La mort en victime innocente mais consentante, et surtout la résurrection du Christ, constituent en somme, le fait le plus significatif de cette religion à nulle autre comparable. La victime n'est plus ici un infortuné bouc émissaire, mais l'agneau de Dieu, qui sauve l'Humanité. C'est ce que Girard appelle « le triomphe de la Croix ».
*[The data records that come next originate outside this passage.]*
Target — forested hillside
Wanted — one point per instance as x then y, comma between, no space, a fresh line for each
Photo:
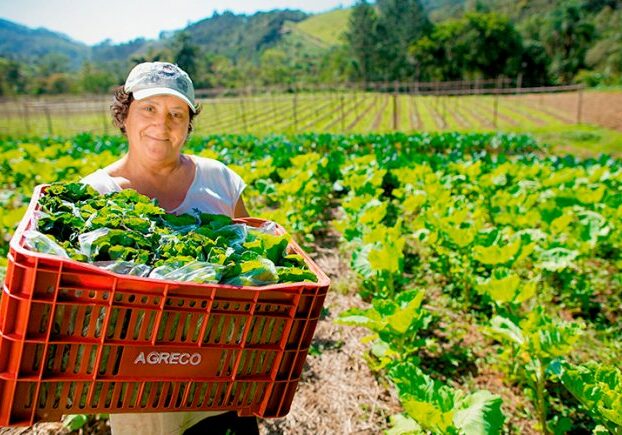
535,43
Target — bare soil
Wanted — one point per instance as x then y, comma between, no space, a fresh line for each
599,108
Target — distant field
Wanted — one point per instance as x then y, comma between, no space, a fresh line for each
327,27
554,117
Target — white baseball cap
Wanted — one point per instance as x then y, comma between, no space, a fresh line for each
156,78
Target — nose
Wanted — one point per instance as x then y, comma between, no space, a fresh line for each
163,119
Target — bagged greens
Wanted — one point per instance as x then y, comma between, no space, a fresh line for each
128,233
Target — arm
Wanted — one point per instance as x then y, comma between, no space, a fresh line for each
240,209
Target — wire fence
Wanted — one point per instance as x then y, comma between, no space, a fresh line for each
283,108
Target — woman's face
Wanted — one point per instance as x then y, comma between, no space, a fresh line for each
157,127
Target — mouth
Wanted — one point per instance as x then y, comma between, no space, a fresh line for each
157,139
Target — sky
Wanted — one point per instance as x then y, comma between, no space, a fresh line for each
92,21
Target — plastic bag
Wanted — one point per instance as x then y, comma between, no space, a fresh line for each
86,241
124,267
235,234
39,242
255,273
268,227
196,271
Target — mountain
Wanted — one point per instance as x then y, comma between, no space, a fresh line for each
234,36
241,36
23,43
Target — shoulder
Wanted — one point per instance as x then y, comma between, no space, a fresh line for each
101,181
207,163
207,167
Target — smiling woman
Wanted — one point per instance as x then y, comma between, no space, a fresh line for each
154,110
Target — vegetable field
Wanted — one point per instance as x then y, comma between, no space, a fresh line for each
335,112
488,270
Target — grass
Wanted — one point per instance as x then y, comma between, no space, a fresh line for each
320,112
327,27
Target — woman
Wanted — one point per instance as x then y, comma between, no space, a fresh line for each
154,110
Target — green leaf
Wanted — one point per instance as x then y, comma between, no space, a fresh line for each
501,287
557,259
496,254
507,330
597,386
402,424
479,413
403,317
75,421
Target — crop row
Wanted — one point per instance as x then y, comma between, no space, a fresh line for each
477,253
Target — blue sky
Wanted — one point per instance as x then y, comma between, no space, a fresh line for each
122,20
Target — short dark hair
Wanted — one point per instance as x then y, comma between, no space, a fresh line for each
120,107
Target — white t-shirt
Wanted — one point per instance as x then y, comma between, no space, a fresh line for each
215,189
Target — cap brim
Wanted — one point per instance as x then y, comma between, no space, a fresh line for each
144,93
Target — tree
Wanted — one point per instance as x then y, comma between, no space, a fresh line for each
478,45
275,67
185,53
13,80
94,80
400,24
363,39
567,35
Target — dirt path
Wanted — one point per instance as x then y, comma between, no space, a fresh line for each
600,108
337,394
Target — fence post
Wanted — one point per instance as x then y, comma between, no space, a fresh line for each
343,115
395,93
295,109
579,105
243,114
26,118
495,108
49,119
105,122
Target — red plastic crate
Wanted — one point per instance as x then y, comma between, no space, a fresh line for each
76,339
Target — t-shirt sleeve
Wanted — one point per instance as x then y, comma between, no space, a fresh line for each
100,181
236,185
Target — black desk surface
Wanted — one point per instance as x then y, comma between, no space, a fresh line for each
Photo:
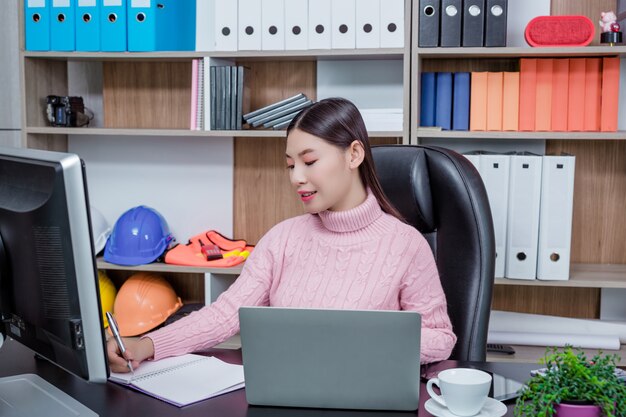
116,401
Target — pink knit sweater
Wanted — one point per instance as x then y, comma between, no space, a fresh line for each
362,258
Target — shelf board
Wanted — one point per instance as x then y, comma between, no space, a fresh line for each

Où le miracle prend le pas sur l'objectivité...
Et c'est à ce moment de sa réflexion, qu'il voulait fondée sur une analyse objective des faits, que l'auteur introduit pour la première fois un élément relevant du mystique.
Car selon lui, c'est par la résurrection que tout change, irrémédiablement. C'est à partir de cet événement extraordinaire, que les apôtres définitivement dessillés des maléfiques sortilèges de Satan, vont affirmer sans crainte leur personnalité et répandre, envers et contre tous les obstacles, le message de Jésus. Ce fait apparaît incontournable et indiscutable à l'auteur : seule la force du Saint-Esprit peut délivrer de l'asservissement à la violence mimétique.
Évidemment cette conclusion audacieuse apparaîtra aux yeux de certains comme une sorte d'échappatoire un peu facile. Pire, on pourra imaginer que toute la rigueur analytique affichée dans le livre n'avait pour but que d'arriver à cette fulgurante rupture avec la raison.
Cela n'enlève rien à mon sens à l'intérêt de ce point de vue, assez inhabituel dans la pensée contemporaine. Sa force est en effet de redonner une vraie dimension spirituelle à la réflexion philosophique, qui en est si souvent singulièrement dépourvue de nos jours.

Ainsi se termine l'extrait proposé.